I couldn't live with this again. Did it once, with a man I was very surprised to discover had the belief that this genuinely was 'womans work' and refused to do anything. I didn't discuss any of this with him before it was too late and I'd moved in. It hadn't occurred to me that there were still men around who felt this way, it was so alien to me. Caused huge resentments on both sides and was a big factor in our break up.

Learnt my lesson. DP got a good grilling on this at an early stage and he's not like it at all. Wouldn't have continued with seeing him, if he had been.

DP actually does the vast majority of our cleaning etc as he works shifts and is home a couple of days a week. I make sure I don't take advantage and that I appreciate what he does as I know how rotten it is to be on the other end of it, so I clear up my own messes, and do a share of jobs anyway. But not anywhere near as much as he does. If our work situations change, so will how we handle this.

Men are not babies. If they don't do anything, it is because they make a deliberate decision not to.

kentishgirl · 04/11/2014 17:00

Oh, and DP grew up with a mother who worked and did everything, and still continues to do everything (literally 100%) even though they are both retired, so it's no excuse.

BeGhoul · 04/11/2014 17:03

His behaviour is not the behaviour of a respectful, equal partner
^ you are 100% correct here.

It really is very pathetic.

You have give him so much support and encouragement to change and he is choosing not to deal with this.

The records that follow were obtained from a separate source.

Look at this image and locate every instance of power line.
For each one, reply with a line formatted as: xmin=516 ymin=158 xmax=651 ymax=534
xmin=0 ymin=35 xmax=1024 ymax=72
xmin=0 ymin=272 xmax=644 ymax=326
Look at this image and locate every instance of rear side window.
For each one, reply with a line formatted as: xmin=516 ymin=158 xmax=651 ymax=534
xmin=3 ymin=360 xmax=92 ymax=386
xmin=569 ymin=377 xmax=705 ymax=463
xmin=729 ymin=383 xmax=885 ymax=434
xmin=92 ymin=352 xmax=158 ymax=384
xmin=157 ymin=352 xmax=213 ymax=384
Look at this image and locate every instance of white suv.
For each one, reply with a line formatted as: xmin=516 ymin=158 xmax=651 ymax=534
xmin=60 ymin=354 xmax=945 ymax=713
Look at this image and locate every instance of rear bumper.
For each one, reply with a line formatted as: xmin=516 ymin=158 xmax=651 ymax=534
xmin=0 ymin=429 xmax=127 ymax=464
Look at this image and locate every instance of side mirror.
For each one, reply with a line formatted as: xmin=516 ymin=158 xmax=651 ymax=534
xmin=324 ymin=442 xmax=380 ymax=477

Is he as pathetic and helpless in his work too?

Is he outwardly so sexist in his views on other subjects?

Also aren't you angry that by refusing to engage with this massive problem, he is dumping everything, the whole relationship on your shoulders? It's like your options are (as he sees it) A) Do it Yourself or B) Live with the mess of C) spend your days banging on and on and trying to think up ways to cure HIS problem that has become your whole families problem, when he clearly doesn't give a fuck.

That would enrage me even more than his not participating with house work.

Fucking hell Wilkommen - however will I get through life without a man to wash my car, it being such a manly job and all? I don't know how you can go through life pandering to such sexist people, let alone living with them. Just as well you find observing their crafty and successful manipulations of you "amusing". He has really done a number on you.

Personally I have more respect for men than to believe that their inability to participate in housework has anything to do with them having a cock.

Somethingtodo · 04/11/2014 17:45

His behaviour is not the behaviour of a respectful, equal partner.....in my case it is part how he abuses me through his passive aggressive hostile behaviour - never rows with me - just ignores everything I ask him to do.

Somethingtodo · 04/11/2014 18:12

Theorientcalf - yes and this is even more added stress - "women hold the jigsaw of family life in your head"

.... if housework was industry or business then whoever took on all the planning, thinking, costing, scheduling, logistics, contingency, delegating, motivating, checking, reviewing etc they would be the supervisor, manager, leader with the clip board and not actually doing any of the "chores" as "house-hold management" would be a specific role!

Somethingtodo · 04/11/2014 18:16

WhereamIgoing - my children do it with a better attitude than my OH I have 4 to manage/motivate etc I dont need a 5th, petulant, divisive one - making me look like an angry nag -- have no energy for him anymore....so I am out of here....is "not stepping up" extends to ever other standard responsible adult activity.